1-[n1-[node(n1,road,n2), node(n1,train,n2)], 
   n2-[node(n2,road,n3)], 
   n3-[node(n3,road,n4)]]
2-[(road-n2)-[node(n1,road,n2)], 
   (train-n2)-[node(n1,train,n2)], 
   (road-n3)-[node(n2,road,n3), 
   (road-n4)-[node(n3,road,n4)]]
3-[n2-[node(n1,road,n2],
   n3-[node(n2,road,n3),node(n2,train,n2)], 
   n4-[node(n3,road,n4)]]
0-[node(n1,road,n2), node(n1,train,n2), node(n2,road,n3), node(n3,road,n4)] 

mkrb_lookup/3 would call data_index/2 to determine which index to use, then call rb_lookup/3 on the appropriate keyed list; if no key matches, then use member/3 on the unkeyed list. Siimlarly, mkrb_insert/4 would add to all the keyed lists (using rb_insert/4) plus to the unkeyed list.

This looks like a lot of data duplication, but the nodes would be shared amongst all the lists, so the only extra space would be for the indexes.
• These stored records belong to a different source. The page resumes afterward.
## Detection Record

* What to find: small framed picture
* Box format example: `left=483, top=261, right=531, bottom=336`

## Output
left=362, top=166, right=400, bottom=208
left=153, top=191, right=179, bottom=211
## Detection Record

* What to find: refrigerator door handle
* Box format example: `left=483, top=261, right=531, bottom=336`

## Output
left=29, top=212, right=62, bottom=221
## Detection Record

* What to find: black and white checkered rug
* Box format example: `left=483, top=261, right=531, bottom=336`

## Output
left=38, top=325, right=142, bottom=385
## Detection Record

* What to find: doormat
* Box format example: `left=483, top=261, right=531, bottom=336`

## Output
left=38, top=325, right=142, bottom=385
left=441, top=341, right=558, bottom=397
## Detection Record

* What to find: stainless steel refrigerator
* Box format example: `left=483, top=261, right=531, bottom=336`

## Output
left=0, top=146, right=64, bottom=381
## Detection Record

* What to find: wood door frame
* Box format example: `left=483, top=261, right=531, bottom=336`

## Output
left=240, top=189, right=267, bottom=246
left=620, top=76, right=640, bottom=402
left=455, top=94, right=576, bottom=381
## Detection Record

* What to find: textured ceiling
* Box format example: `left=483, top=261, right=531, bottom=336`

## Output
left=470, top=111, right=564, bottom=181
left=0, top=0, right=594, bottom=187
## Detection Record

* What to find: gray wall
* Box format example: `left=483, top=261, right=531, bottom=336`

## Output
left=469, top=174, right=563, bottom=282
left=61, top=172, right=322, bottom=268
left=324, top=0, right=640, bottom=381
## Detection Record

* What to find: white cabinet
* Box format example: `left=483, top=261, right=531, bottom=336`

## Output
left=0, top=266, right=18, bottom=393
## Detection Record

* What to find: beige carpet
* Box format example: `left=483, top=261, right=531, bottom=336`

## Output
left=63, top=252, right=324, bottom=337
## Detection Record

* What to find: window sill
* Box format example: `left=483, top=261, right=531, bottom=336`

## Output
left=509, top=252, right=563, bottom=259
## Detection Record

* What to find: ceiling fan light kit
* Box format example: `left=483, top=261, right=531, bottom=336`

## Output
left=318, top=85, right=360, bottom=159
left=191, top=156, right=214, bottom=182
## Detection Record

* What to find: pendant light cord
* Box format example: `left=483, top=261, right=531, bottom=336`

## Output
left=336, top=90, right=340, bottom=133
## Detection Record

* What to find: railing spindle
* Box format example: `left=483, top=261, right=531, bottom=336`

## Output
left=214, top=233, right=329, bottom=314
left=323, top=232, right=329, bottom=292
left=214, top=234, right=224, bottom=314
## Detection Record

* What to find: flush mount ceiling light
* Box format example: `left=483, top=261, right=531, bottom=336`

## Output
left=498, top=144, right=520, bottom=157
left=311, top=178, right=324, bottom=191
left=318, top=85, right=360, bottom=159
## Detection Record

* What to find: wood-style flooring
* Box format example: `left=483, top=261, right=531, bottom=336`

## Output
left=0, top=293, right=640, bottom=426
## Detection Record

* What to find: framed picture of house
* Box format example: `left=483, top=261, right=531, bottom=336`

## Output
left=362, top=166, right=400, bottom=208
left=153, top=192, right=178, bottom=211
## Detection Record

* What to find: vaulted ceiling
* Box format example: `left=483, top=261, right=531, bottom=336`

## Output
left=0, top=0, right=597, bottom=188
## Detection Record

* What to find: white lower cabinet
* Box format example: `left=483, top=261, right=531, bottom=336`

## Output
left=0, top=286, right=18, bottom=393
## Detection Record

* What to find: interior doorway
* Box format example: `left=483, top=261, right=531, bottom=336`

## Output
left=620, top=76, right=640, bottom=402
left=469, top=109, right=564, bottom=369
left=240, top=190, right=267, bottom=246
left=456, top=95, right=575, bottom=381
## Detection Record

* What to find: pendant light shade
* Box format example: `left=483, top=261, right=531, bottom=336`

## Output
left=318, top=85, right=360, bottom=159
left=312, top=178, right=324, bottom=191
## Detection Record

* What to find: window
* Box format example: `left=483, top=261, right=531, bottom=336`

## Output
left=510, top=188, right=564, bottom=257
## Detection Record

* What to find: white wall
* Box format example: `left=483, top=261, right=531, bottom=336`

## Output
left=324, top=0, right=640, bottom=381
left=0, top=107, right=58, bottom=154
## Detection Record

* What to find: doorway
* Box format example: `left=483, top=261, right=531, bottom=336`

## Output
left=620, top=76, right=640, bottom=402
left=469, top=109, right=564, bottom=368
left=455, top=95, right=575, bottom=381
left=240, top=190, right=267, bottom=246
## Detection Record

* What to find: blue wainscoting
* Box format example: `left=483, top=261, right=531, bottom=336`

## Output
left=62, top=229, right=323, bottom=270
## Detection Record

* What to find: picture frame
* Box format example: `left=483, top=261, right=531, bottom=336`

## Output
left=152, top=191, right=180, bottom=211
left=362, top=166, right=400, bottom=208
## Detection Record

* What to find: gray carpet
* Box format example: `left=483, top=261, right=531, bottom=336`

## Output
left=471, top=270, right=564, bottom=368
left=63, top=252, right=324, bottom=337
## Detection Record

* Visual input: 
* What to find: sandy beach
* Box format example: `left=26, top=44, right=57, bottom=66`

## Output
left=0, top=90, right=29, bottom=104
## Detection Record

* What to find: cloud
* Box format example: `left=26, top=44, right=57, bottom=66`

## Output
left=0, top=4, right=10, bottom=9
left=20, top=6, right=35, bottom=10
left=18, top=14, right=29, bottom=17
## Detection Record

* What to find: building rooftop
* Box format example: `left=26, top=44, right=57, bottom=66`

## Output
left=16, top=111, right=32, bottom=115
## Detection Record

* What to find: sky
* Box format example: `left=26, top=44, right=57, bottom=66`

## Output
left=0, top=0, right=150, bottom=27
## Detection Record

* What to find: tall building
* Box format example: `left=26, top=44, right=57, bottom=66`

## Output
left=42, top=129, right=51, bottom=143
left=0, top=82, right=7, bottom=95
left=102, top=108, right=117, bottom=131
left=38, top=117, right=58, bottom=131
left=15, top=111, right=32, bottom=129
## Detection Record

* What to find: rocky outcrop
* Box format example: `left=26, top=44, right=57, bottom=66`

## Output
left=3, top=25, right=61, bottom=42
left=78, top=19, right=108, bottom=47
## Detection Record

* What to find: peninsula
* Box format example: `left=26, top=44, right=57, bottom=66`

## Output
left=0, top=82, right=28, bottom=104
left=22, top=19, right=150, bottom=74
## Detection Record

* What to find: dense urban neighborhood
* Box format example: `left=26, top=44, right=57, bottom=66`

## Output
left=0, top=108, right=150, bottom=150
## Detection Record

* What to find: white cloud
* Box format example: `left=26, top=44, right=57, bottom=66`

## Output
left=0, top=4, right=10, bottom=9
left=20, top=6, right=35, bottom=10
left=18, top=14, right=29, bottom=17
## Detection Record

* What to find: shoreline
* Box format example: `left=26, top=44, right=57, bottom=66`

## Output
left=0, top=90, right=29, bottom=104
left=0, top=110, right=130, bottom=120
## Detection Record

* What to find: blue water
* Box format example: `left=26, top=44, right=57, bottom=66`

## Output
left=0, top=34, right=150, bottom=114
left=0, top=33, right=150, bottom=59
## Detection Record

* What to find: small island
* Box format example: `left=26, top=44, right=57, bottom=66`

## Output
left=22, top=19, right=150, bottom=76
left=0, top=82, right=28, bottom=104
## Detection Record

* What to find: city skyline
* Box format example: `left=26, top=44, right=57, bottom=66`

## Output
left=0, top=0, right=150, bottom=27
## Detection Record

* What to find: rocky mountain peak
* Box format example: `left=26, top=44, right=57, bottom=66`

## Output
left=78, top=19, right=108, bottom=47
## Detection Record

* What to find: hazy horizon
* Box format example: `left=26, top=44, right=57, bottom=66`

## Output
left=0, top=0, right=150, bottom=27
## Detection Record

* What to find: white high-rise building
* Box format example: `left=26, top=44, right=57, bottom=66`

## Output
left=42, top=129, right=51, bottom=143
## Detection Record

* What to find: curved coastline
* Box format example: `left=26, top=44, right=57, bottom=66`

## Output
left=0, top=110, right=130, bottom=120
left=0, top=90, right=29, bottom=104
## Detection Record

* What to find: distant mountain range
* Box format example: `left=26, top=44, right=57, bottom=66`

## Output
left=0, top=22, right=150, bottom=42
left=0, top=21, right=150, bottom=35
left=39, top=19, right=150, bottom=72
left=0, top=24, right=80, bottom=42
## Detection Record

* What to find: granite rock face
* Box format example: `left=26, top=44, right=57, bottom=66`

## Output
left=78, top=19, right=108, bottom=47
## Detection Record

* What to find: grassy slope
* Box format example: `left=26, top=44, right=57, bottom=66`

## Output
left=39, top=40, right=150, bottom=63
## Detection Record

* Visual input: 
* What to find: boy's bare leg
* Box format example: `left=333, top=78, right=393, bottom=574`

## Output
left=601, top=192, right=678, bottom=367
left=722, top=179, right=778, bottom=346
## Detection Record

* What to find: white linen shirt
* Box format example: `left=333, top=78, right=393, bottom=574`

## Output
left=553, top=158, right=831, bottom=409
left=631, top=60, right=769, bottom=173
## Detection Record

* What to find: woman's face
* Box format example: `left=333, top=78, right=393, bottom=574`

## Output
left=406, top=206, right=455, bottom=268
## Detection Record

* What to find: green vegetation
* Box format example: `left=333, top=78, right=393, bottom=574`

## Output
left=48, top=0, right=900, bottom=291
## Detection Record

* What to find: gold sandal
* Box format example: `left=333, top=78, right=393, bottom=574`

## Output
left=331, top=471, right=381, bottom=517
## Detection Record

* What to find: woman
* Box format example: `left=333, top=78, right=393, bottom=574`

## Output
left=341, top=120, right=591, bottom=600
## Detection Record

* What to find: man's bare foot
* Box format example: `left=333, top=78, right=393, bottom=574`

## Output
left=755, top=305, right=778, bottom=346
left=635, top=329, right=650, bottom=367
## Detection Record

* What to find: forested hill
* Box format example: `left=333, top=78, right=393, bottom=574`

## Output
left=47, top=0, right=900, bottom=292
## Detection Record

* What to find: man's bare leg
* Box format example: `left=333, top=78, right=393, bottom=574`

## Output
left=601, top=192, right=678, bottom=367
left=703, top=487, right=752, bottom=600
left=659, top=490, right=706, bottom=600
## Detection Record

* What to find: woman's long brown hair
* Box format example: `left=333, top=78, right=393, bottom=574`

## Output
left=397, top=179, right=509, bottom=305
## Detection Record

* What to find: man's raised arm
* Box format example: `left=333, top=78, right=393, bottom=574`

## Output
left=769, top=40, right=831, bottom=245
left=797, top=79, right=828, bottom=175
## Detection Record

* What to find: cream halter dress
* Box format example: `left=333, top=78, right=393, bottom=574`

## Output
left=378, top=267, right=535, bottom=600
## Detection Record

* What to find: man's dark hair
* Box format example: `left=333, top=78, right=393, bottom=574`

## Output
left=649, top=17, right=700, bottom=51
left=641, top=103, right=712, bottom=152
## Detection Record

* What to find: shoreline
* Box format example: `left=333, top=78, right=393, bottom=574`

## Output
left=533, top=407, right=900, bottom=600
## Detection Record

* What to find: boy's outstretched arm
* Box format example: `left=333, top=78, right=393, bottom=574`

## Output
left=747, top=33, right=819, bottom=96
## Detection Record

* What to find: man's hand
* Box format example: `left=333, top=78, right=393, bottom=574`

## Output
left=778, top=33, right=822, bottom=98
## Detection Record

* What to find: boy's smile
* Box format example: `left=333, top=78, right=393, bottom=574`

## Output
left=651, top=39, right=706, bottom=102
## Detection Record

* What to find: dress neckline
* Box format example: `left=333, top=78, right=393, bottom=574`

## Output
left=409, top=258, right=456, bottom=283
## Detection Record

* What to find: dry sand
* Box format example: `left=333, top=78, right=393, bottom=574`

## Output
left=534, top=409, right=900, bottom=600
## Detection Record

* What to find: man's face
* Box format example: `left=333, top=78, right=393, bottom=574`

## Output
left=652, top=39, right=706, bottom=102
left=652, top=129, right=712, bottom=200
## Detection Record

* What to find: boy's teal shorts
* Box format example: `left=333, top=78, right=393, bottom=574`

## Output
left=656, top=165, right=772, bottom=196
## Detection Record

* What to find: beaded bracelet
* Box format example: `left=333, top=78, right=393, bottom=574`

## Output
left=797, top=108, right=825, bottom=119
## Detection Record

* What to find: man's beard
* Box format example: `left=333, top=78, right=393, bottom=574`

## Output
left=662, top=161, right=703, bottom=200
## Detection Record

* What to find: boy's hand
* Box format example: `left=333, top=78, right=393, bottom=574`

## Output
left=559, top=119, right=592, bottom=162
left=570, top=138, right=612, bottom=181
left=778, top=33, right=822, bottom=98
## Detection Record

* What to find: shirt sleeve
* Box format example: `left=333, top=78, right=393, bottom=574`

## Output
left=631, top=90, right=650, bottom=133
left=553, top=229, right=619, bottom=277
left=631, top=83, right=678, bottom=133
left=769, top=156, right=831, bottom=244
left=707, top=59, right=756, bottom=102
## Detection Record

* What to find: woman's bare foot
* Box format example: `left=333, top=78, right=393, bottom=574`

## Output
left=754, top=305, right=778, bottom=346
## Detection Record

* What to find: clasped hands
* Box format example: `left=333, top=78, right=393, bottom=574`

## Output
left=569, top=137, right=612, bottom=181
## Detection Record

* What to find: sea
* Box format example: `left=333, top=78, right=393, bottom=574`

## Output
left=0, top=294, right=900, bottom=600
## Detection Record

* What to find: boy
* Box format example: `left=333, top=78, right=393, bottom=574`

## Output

Anyway, this is a rough idea of how multiple indexes could be used with key-value data to do lookup as efficiently as clause lookup with indexing. Does this seem reasonable? (Some small details would change, of course; in particular, data_index/3 would be a bit different, to allow using both for lookup and insert, probably using once/1 instead of SSU.)